Dans ces moments-là, un génie orageux et puissant comme celui du Dante, écrit avec ses larmes, avec sa bile, avec ses nerfs, un poëme terrible, un drame tout plein de tortures et de gémissements. Il faut être trempé comme cette âme de fer et de feu, pour arrêter son imagination sur les horreurs d'un enfer symbolique, quand on a sous les yeux le douloureux purgatoire de la désolation sur la terre. De nos jours, plus faible et plus sensible, l'artiste, qui n'est que le reflet et l'écho d'une génération assez semblable à lui, éprouve le besoin impérieux de détourner la vue et de distraire l'imagination, en se reportant vers un idéal de calme, d'innocence et de rêverie. C'est son infirmité qui le fait agir ainsi, mais il n'en doit point rougir, car c'est aussi son devoir. Dans les temps où le mal vient de ce que les hommes se méconnaissent et se détestent, la mission de l'artiste est de célébrer la douceur, la confiance, l'amitié, et de rappeler ainsi aux hommes endurcis ou découragés, que les mœurs pures, les sentiments tendres et l'équité primitive, sont ou peuvent être encore de ce monde. Les allusions directes aux malheurs présents, l'appel aux passions qui fermentent, ce n'est point là le chemin du salut; mieux vaut une douce chanson, un son de pipeau rustique, un conte pour endormir les petits enfants sans frayeur et sans souffrance, que le spectacle des maux réels renforcés et rembrunis encore par les couleurs de la fiction.

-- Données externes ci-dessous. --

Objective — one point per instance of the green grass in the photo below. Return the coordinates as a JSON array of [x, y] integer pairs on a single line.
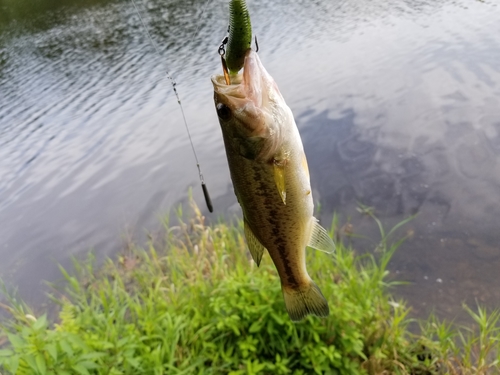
[[193, 302]]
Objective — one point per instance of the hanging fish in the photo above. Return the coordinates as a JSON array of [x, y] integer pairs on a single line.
[[268, 168]]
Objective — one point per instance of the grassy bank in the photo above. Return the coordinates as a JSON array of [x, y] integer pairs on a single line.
[[194, 303]]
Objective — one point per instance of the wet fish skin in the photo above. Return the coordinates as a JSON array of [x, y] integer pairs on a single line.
[[270, 176]]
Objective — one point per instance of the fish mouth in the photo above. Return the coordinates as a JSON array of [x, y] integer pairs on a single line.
[[248, 95]]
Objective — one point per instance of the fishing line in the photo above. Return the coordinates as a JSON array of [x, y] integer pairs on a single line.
[[208, 201]]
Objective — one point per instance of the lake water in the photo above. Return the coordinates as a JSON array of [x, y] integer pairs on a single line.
[[398, 104]]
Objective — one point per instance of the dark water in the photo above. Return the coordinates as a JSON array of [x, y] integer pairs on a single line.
[[398, 104]]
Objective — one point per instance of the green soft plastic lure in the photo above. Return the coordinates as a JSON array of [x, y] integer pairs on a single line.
[[240, 35]]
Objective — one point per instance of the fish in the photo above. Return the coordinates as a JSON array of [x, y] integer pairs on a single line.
[[271, 181]]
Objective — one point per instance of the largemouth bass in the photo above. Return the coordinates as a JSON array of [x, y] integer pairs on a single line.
[[271, 181]]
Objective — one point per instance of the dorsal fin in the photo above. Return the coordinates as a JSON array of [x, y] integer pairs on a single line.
[[320, 240]]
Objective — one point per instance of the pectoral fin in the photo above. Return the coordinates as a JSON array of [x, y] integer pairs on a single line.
[[279, 179], [320, 240], [254, 245]]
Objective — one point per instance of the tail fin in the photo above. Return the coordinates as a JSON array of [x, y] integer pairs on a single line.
[[305, 300]]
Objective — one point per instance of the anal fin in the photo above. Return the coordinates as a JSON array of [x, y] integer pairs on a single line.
[[320, 240], [254, 245], [304, 301]]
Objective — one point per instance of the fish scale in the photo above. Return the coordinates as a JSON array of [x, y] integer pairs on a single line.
[[271, 181]]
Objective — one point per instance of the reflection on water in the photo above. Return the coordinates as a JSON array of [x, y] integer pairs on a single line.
[[397, 103]]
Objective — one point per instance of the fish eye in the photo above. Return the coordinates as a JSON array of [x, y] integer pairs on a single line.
[[223, 111]]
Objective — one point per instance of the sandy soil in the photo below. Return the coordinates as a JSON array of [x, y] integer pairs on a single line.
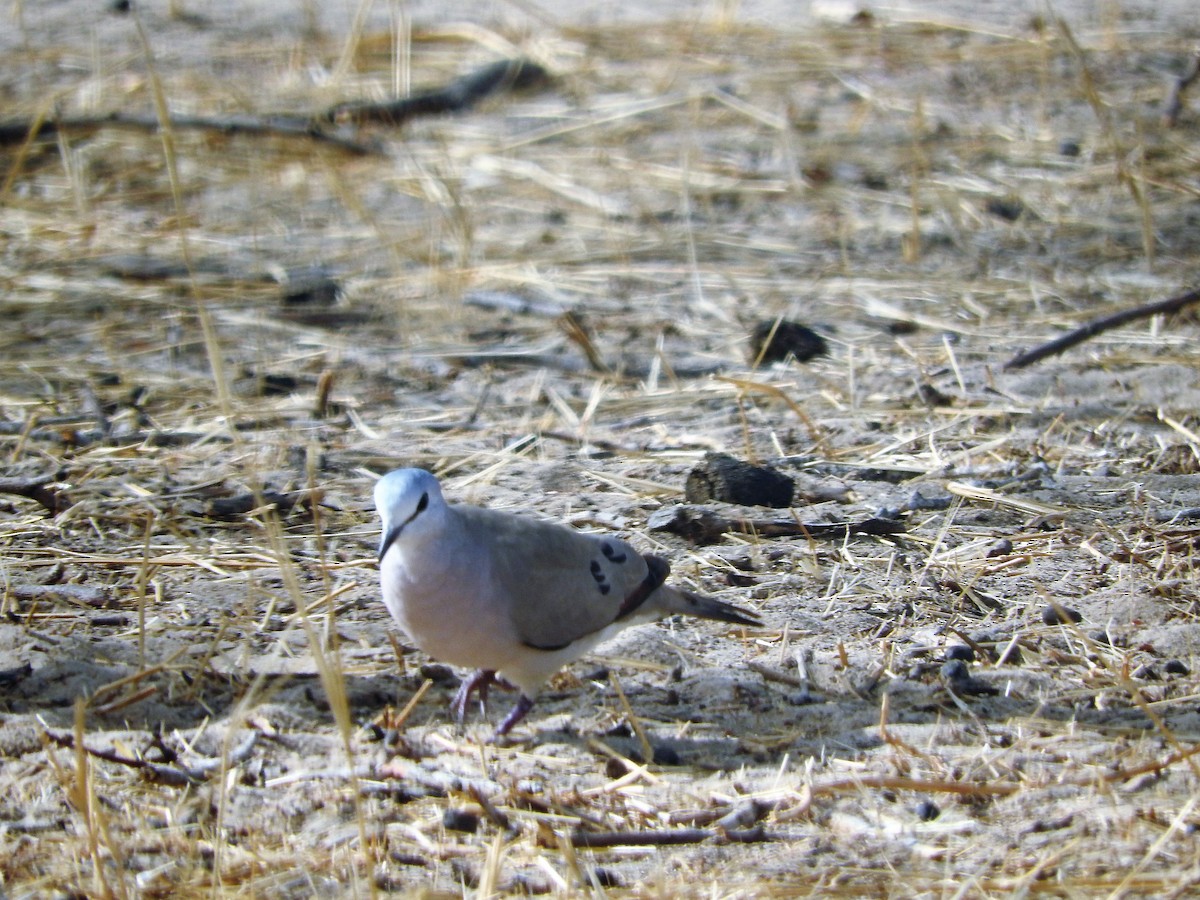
[[935, 187]]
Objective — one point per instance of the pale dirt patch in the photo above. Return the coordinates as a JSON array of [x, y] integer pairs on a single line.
[[689, 174]]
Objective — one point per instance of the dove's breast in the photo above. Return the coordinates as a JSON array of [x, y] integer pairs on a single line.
[[449, 611]]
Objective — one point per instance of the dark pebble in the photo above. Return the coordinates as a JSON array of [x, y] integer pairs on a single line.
[[955, 671], [960, 652], [1000, 549], [1009, 209], [927, 811], [437, 672], [666, 756], [1061, 615], [1012, 657], [606, 877], [774, 341], [460, 820]]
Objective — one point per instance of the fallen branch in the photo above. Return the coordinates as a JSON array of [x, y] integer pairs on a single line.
[[509, 75], [1174, 103], [669, 837], [18, 131], [1097, 327]]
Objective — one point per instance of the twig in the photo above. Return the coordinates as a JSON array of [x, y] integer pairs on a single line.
[[1103, 324], [667, 837], [461, 94], [16, 131], [1174, 103]]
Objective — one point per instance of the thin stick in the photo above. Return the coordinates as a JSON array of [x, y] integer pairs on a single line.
[[1101, 325]]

Prêcher l'union quand on s'égorge, c'est crier dans le désert. Il est des temps où les âmes sont si agitées qu'elles sont sourdes à toute exhortation directe. Depuis ces journées de juin dont les événements actuels sont l'inévitable conséquence, l'auteur du conte qu'on va lire s'est imposé la tâche d'être aimable, dût-il en mourir de chagrin. Il a laissé railler ses bergeries, comme il avait laissé railler tout le reste, sans s'inquiéter des arrêts de certaine critique. Il sait qu'il a fait plaisir à ceux qui aiment cette note-là, et que faire plaisir à ceux qui souffrent du même mal que lui, à savoir l'horreur de la haine et des vengeances, c'est leur faire tout le bien qu'ils peuvent accepter: bien fugitif, soulagement passager, il est vrai, mais plus réel qu'une déclamation passionnée, et plus saisissant qu'une démonstration classique.

George Sand.

Nohant, 21 décembre 1851.


LA PETITE FADETTE

I.

Le père Barbeau de la Cosse n'était pas mal dans ses affaires, à preuve qu'il était du conseil municipal de sa commune. Il avait deux champs qui lui donnaient la nourriture de sa famille, et du profit par-dessus le marché. Il cueillait dans ses prés du foin à pleins charrois, et, sauf celui qui était au bord du ruisseau, et qui était un peu ennuyé par le jonc, c'était du fourrage connu dans l'endroit pour être de première qualité.